Maggie Tate on Race and Ethnicity presentations by Lady Adjepong and Kate Averett
On Friday, December 2nd, the Sociology department’s Race and Ethnicity research cluster met for the final discussion of the semester. Lady Adjepong, a first year student and Kate Averett, in her second year, presented papers in progress as part of the group’s goal to create a space where students can work through theoretical ideas about race and how race intersects with gender, sexuality, and class. Lady Adjepong’s paper, “Black Female Masculinities,” grappled with the way black women who perform masculinity fit into discourses of gender and gender non-conformity. Adjepong is critical of previous research on female masculinities that describes a return to masculinity as male bodied. Because cultural stereotypes already align black women as closer to masculinity and thus further from femininity than white women, discussions of black female masculinity tend to reify traditional norms regarding racialized notions of beauty and gender.

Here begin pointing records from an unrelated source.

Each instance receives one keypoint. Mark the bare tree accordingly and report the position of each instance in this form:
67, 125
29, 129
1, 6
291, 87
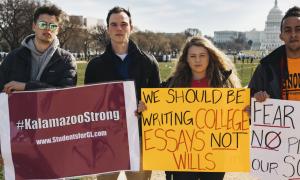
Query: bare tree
16, 20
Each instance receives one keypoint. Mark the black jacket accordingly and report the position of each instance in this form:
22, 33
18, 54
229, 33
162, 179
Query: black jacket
59, 72
270, 74
143, 68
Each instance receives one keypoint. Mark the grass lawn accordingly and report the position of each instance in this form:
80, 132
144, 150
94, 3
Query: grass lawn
245, 71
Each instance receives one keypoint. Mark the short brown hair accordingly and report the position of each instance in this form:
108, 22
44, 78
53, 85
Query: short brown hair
52, 10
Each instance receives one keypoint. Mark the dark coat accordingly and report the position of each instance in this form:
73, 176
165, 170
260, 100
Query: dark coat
143, 68
59, 72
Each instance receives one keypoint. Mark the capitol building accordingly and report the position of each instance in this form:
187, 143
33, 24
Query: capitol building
270, 38
266, 40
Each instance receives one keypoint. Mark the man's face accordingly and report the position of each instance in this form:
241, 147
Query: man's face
119, 28
46, 28
290, 33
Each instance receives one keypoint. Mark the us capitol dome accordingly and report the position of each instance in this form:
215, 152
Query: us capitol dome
271, 40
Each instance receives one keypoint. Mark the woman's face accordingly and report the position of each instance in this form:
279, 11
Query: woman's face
198, 60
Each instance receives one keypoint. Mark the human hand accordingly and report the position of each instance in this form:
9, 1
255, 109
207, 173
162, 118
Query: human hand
247, 109
14, 86
141, 108
261, 96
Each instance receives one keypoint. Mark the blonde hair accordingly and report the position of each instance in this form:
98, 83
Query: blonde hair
220, 72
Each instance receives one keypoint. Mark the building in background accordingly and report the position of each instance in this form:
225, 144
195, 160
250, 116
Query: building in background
266, 40
271, 40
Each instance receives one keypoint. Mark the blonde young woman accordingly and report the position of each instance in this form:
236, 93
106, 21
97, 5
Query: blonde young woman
201, 64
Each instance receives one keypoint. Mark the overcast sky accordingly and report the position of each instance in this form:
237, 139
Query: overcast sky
178, 15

Kate Averett’s paper, “The Anxious Public: Disruptive Bodies, Troubled Spaces, and Anxious Response,” discussed the anxious public response that followed Bobby Montoya’s wish to join the Girl Scouts of Colorado. Bobby, a seven year old whose assigned sex was boy but who identifies socially as a girl, was denied entry into the Girl Scout program in the fall of 2011 because he “had boy parts.” Averett analyzed news websites that reported the story, as well as the comments that were posted in response to the news reports and found a pattern of sensationalism in the reporting and gender anxiety on the side of the public. Averett argued that because spaces coincide with a somatic norm, when bodies that don’t fit that norm attempt to inhabit those spaces, the response is characterized by anxiety and terror. The co-construction of bodies and spaces maintains the masculinity/femininity binary, and disruptions to the boundary threaten to destabilize the identities of individuals. But more than this, Averett argues, the Girl Scouts’ historical role in shoring up American values means that the separation of the sexes/genders is part of the construction of a national identity. Thus, individual gender anxieties become national gender anxieties. Questions for further discussion to Adjepong’s paper include how we can theorize gender presentations without returning to traits or characteristics embedded in the body, and how Sojourner Truth’s “Ain’t I a Woman” speech might inform contemporary discussions of the intersection of race and gender. Questions for further discussion to Averett’s paper include to what extent “strange” bodies in spaces are required to construct somatic norms, how much anxiety around identity and Girl Scouts is a future oriented fear, and how Bobby Montoya’s racial identity contributes to the anxiety her presence produces.